Note: My definition of Open is $\forall x\in A_1$ exists $r>0$ such that $B(x,r)\subset A$
What is your opinion about my proof? Do you think is a good proof? Is convincing?
$\endgroup$ 13 Answers
$\begingroup$Nope. It isn't a good proof. Note that $r_1, r_2$ depends on the elements $a_1,a_2$. There is a simpler proof: Take $x \in A_1 \cup A_2$. Then $x \in A_1$ or $x \in A_2$. If $x \in A_1$, as $A_1$ is open, there exists an $r>0$ such that $B(x,r) \subset A_1 \subset A_1 \cup A_2$ and $B(x,r)$ is an open set.

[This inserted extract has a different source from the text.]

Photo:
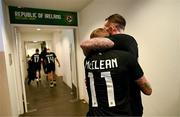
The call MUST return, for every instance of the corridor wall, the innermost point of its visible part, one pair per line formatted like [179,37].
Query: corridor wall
[155,26]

Therefore $A_1 \cup A_2$ is an open set.
$\endgroup$ 3 $\begingroup$Considering $a_1,a_2$ is confusing. In fact, the union of any collection of open sets is open. Let $A=\bigcup_t A_t$, where all $A_t$ are open. Let $x\in A$. So, there is at least one $t$ for which $x\in A_t$. Therefore for some $r>0$ we have $B(x,r)\subset A_t\subset\bigcup_t A_t=A$.
This proof works in any topological space, not necessarily metric. It is enough to replace a ball $B(x,r)$ with an open neighbourhood of $x$.
$\endgroup$ $\begingroup$The general idea is correct. The problem is that the radius $r$ depends on the given point. It seems to me as you use that the radius is independent of the given point which is not true. Hence, I would write it down differently.
My solution:
Let $x \in A_1 \cup A_2$ be arbitrary. Without loss of generality we can assume $x \in A_1$. As $A_1$ is open, there exists $r>0$ such that $B(x,r)\subset A_1\subset A_1 \cup A_2$. Hence, $A_1 \cup A_2$ is open.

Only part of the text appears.